3. Every change must go through a suite of functional testing to ensure functionality.

In addition, the company has the following requirements for automation:

1. Code changes should automatically trigger the CI/CD pipeline.
2. Any failure in the pipeline should notify devops-admin@xyz.com.
3. There must be an approval to stage the assets to Amazon S3 after tests have been performed.

What should a DevOps Engineer do to meet all of these requirements while following Cl/CD best practices?
  • A. Commit to the development branch and trigger AWS CodePipeline from the development branch. Make an individual stage in CodePipeline for security review, unit tests, functional tests, and manual approval. Use Amazon CloudWatch metrics to detect changes in pipeline stages and Amazon SES for emailing devops-admin@xyz.com.
  • B. Commit to mainline and trigger AWS CodePipeline from mainline. Make an individual stage in CodePipeline for security review, unit tests, functional tests, and manual approval. Use AWS CloudTrail logs to detect changes in pipeline stages and Amazon SNS for emailing devops-admin@xyz.com.
  • C. Commit to the development branch and trigger AWS CodePipeline from the development branch. Make an individual stage in CodePipeline for security review, unit tests, functional tests, and manual approval. Use Amazon CloudWatch Events to detect changes in pipeline stages and Amazon SNS for emailing devops-admin@xyz.com.
  • D. Commit to mainline and trigger AWS CodePipeline from mainline. Make an individual stage in CodePipeline for security review, unit tests, functional tests, and manual approval. Use Amazon CloudWatch Events to detect changes in pipeline stages and Amazon SES for emailing devops-admin@xyz.com.
#40 (Accuracy: 100% / 4 votes)
A company requires an RPO of 2 hours and an RTO of 10 minutes for its data and application at all times. An application uses a MySQL database and Amazon
EC2 web servers.
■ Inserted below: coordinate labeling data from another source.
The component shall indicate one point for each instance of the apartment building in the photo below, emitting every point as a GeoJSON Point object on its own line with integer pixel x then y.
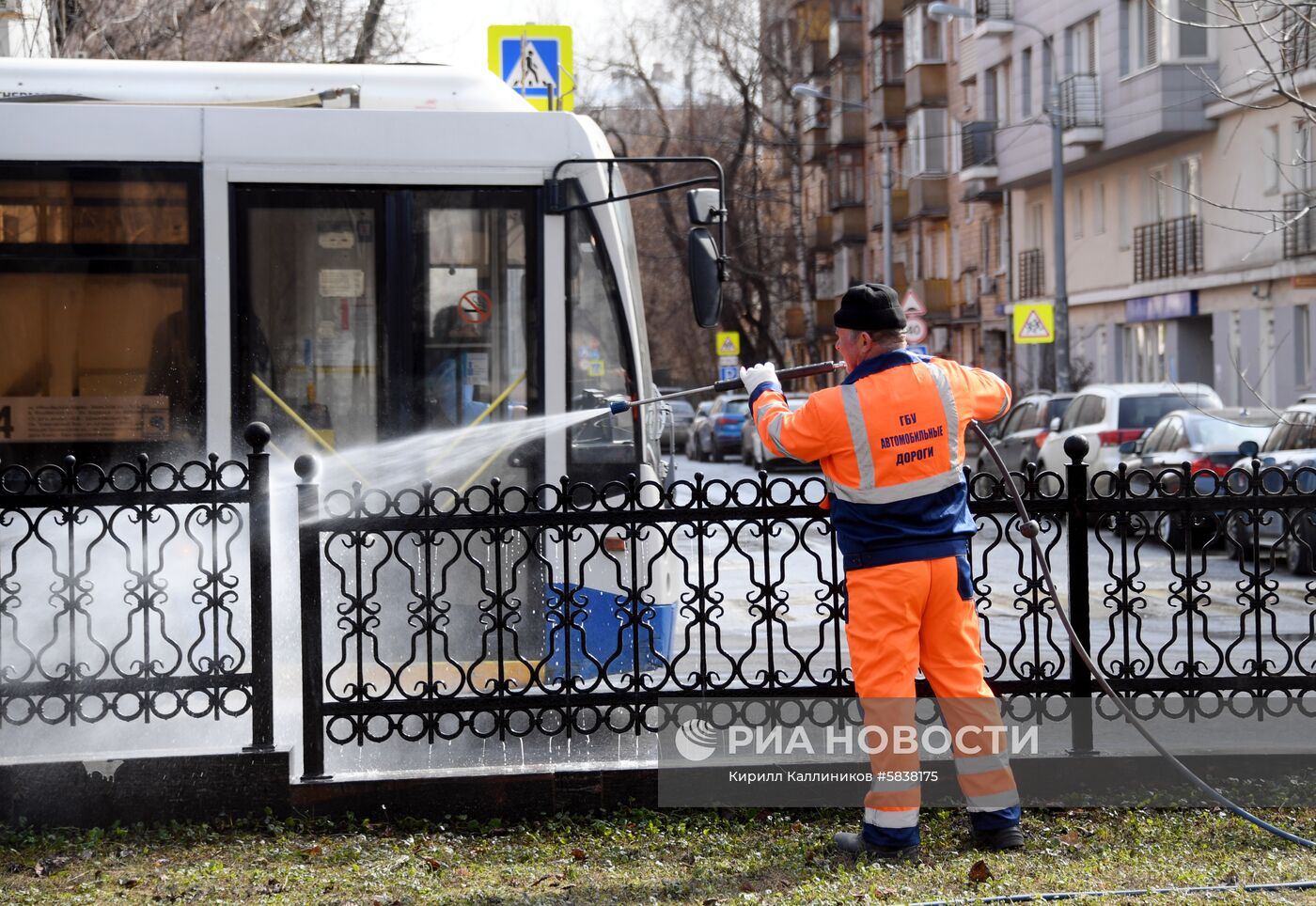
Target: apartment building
{"type": "Point", "coordinates": [888, 102]}
{"type": "Point", "coordinates": [1180, 264]}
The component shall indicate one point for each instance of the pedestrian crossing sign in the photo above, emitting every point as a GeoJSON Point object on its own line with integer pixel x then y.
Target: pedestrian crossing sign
{"type": "Point", "coordinates": [536, 62]}
{"type": "Point", "coordinates": [1035, 323]}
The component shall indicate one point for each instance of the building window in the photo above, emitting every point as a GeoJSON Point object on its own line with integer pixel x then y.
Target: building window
{"type": "Point", "coordinates": [1141, 35]}
{"type": "Point", "coordinates": [1303, 164]}
{"type": "Point", "coordinates": [1270, 151]}
{"type": "Point", "coordinates": [1125, 224]}
{"type": "Point", "coordinates": [1081, 48]}
{"type": "Point", "coordinates": [924, 39]}
{"type": "Point", "coordinates": [1191, 30]}
{"type": "Point", "coordinates": [1303, 345]}
{"type": "Point", "coordinates": [1026, 83]}
{"type": "Point", "coordinates": [927, 142]}
{"type": "Point", "coordinates": [1155, 203]}
{"type": "Point", "coordinates": [1187, 187]}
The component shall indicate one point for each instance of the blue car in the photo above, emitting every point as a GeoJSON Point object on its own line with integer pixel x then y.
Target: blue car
{"type": "Point", "coordinates": [719, 433]}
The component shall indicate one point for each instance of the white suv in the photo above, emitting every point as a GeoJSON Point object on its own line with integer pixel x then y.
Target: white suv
{"type": "Point", "coordinates": [1108, 414]}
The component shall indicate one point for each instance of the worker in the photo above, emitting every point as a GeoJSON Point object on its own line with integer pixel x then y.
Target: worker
{"type": "Point", "coordinates": [890, 441]}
The development team needs a strategy for failover and disaster recovery.
Which combination of deployment strategies will meet these requirements? (Choose two.)
  • A. Create an Amazon Aurora cluster in one Availability Zone across multiple Regions as the data store. Use Aurora's automatic recovery capabilities in the event of a disaster.
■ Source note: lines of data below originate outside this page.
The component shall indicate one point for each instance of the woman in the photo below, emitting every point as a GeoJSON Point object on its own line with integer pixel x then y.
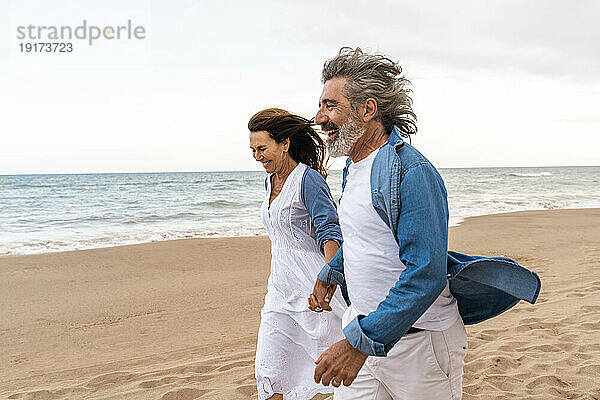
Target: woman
{"type": "Point", "coordinates": [300, 217]}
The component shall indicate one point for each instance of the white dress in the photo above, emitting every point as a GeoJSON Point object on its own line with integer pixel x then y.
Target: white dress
{"type": "Point", "coordinates": [291, 337]}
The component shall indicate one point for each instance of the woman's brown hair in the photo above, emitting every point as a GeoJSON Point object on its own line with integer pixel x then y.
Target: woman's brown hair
{"type": "Point", "coordinates": [305, 144]}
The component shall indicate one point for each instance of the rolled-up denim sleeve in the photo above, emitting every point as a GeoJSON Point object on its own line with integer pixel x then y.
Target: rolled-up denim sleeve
{"type": "Point", "coordinates": [423, 248]}
{"type": "Point", "coordinates": [317, 199]}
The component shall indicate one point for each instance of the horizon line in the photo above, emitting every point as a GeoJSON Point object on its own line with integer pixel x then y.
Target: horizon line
{"type": "Point", "coordinates": [243, 170]}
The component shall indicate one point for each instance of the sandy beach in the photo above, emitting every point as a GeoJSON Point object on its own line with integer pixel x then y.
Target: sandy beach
{"type": "Point", "coordinates": [178, 319]}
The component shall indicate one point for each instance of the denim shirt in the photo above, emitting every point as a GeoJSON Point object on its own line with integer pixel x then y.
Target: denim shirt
{"type": "Point", "coordinates": [409, 195]}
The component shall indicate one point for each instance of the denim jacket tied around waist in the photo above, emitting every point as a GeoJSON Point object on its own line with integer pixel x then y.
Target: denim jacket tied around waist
{"type": "Point", "coordinates": [409, 195]}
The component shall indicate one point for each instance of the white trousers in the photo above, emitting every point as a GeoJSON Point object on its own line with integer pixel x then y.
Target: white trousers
{"type": "Point", "coordinates": [426, 365]}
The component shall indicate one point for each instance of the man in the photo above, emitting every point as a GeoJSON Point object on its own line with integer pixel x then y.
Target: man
{"type": "Point", "coordinates": [405, 338]}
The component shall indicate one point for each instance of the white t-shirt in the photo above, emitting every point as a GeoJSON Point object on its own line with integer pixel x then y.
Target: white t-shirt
{"type": "Point", "coordinates": [371, 262]}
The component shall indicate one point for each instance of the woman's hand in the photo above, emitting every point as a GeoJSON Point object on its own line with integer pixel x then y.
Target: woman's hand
{"type": "Point", "coordinates": [321, 296]}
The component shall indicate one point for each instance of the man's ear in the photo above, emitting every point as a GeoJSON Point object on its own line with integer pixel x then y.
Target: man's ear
{"type": "Point", "coordinates": [368, 110]}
  • B. Create an Amazon Aurora global database in two Regions as the data store. In the event of a failure, promote the secondary Region as the master for the application.
  • C. Create an Amazon Aurora multi-master cluster across multiple Regions as the data store. Use a Network Load Balancer to balance the database traffic in different Regions.
  • D. Set up the application in two Regions and use Amazon Route 53 failover-based routing that points to the Application Load Balancers in both Regions. Use health checks to determine the availability in a given Region. Use Auto Scaling groups in each Region to adjust capacity based on demand.
  • E. Set up the application in two Regions and use a multi-Region Auto Scaling group behind Application Load Balancers to manage the capacity based on demand. In the event of a disaster, adjust the Auto Scaling group's desired instance count to increase baseline capacity in the failover Region.